The Treasury yield curve steepened twice last week. The higher-than-expected JOLT and ISM Services Index on Tuesday caused a slight rise in long-term yields. Friday’s blowout jobs report significantly increased middle and longer-term yields in the 2- to 30-year maturities. The two, five, and ten-year Treasury yields ended at 4.40%, 4.59%, and 4.77%, respectively, rising by 12, 18, and 17 basis points compared to their levels a week ago.

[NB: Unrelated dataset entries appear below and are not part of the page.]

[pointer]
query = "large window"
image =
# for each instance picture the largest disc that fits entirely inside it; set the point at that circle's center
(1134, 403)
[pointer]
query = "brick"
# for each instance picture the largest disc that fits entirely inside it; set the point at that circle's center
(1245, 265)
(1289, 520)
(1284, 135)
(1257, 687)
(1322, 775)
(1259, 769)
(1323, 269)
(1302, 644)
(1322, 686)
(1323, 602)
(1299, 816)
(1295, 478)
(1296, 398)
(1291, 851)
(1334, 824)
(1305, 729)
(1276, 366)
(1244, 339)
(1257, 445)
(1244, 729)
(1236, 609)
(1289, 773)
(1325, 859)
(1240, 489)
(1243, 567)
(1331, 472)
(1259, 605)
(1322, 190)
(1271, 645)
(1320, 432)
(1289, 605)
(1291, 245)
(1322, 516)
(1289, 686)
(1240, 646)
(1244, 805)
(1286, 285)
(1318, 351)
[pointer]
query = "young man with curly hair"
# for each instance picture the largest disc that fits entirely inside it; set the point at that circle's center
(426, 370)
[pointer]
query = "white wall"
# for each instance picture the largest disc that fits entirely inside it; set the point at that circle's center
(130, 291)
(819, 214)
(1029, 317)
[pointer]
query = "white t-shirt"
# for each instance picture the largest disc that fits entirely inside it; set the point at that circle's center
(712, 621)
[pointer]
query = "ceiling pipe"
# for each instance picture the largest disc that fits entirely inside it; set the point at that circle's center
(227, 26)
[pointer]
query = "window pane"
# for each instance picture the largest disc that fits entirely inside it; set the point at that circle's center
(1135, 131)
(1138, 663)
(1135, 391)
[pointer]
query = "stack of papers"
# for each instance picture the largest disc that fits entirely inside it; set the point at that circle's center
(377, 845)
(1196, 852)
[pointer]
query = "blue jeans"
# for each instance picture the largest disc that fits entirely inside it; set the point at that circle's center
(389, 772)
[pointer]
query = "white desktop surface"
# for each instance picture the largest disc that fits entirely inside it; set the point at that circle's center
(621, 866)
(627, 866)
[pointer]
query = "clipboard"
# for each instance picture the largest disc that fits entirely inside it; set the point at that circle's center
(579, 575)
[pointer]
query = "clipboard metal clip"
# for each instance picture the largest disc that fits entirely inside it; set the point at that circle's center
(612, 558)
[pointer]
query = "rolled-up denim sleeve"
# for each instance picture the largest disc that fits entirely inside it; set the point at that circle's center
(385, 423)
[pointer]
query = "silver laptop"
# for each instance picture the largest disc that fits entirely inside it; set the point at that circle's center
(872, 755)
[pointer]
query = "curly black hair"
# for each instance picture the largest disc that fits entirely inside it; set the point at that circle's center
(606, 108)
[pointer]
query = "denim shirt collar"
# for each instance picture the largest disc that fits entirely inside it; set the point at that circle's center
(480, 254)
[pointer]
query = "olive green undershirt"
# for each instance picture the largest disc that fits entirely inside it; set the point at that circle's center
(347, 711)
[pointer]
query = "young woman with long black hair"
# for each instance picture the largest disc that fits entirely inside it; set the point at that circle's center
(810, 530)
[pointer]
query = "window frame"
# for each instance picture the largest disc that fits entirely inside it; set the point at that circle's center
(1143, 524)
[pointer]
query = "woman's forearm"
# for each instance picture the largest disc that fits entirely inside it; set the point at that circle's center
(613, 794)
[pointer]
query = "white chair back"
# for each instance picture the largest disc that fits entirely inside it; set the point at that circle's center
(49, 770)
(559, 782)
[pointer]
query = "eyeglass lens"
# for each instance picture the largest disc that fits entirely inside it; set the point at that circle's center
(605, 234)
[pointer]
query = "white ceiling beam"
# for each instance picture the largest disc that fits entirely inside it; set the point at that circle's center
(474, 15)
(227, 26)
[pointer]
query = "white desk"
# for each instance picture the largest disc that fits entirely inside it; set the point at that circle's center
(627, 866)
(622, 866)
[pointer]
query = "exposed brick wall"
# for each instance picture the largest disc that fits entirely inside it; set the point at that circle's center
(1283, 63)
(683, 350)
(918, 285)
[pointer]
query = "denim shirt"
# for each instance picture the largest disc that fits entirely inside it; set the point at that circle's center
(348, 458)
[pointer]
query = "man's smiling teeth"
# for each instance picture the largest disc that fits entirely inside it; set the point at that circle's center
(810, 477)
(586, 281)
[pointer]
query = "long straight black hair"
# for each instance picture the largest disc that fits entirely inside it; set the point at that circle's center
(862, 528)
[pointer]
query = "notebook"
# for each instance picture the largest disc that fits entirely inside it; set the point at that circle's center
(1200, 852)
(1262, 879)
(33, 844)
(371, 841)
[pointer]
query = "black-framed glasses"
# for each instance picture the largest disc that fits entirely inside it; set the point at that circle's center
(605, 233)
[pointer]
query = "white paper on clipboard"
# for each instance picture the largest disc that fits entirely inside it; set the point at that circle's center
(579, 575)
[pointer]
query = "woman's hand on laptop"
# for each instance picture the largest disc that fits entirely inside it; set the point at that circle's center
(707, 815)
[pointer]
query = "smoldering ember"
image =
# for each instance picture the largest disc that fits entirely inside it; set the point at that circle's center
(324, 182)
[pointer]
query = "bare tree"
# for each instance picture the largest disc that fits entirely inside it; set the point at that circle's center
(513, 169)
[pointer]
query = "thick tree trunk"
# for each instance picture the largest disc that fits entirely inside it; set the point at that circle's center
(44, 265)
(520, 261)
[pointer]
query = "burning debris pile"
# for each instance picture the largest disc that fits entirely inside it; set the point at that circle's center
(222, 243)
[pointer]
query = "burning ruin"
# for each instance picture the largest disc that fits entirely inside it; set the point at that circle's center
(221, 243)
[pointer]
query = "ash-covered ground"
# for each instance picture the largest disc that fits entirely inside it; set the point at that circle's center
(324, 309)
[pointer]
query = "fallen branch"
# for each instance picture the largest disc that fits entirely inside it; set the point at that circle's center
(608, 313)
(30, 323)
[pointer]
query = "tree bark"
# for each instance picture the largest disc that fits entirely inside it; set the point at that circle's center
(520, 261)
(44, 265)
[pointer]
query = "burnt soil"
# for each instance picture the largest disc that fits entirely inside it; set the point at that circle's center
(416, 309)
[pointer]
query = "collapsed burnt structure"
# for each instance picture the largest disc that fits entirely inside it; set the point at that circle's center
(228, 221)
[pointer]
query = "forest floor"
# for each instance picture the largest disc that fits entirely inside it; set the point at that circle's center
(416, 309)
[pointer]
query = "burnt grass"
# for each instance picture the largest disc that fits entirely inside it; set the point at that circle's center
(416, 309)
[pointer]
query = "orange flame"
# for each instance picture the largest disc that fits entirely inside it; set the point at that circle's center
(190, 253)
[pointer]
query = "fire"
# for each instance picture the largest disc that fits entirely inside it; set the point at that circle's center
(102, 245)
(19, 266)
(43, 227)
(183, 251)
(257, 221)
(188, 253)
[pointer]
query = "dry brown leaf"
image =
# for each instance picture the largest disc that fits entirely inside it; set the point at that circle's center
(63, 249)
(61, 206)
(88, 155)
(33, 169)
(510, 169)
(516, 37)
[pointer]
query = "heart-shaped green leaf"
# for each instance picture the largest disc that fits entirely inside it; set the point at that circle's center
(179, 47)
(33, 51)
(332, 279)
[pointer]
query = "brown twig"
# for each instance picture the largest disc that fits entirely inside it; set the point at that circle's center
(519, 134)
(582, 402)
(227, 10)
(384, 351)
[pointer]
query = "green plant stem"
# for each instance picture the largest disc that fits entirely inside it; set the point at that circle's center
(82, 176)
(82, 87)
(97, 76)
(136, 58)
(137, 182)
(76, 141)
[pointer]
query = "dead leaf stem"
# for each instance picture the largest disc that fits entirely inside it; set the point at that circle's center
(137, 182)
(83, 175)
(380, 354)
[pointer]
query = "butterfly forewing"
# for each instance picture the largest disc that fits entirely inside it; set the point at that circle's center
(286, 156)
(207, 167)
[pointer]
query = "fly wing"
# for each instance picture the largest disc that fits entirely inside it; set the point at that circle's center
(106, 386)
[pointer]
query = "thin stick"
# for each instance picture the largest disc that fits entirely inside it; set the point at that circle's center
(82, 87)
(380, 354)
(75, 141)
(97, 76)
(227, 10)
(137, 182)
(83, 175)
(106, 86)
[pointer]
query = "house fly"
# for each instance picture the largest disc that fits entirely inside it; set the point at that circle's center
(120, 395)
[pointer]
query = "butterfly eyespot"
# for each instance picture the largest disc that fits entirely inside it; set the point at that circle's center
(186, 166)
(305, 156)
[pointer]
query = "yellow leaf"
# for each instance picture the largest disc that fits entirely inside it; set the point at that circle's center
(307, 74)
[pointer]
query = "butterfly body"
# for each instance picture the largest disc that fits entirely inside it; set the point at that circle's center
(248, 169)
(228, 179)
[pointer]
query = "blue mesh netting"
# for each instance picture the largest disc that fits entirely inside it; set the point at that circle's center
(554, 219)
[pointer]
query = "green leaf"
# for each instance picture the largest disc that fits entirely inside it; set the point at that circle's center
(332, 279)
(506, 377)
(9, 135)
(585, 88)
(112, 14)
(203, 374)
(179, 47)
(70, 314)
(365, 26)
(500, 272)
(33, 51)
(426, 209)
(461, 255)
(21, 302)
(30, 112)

The very short end of the yield curve from 3 months to 1 year remained virtually unchanged and inverted with one rate cut expectation. On the other hand, the rest of the middle and long-term part of the yield curve from 2 to 30 years moved up significantly and positively sloped. This yield curve steepening, due to long-term rates rising faster than short-term rates, is called a bear steepener. This is typically associated with investors’ expectation of inflation and rate hikes by the Fed, as higher yields drive bond prices lower, while equity share prices decline due to higher discount rates and borrowing costs.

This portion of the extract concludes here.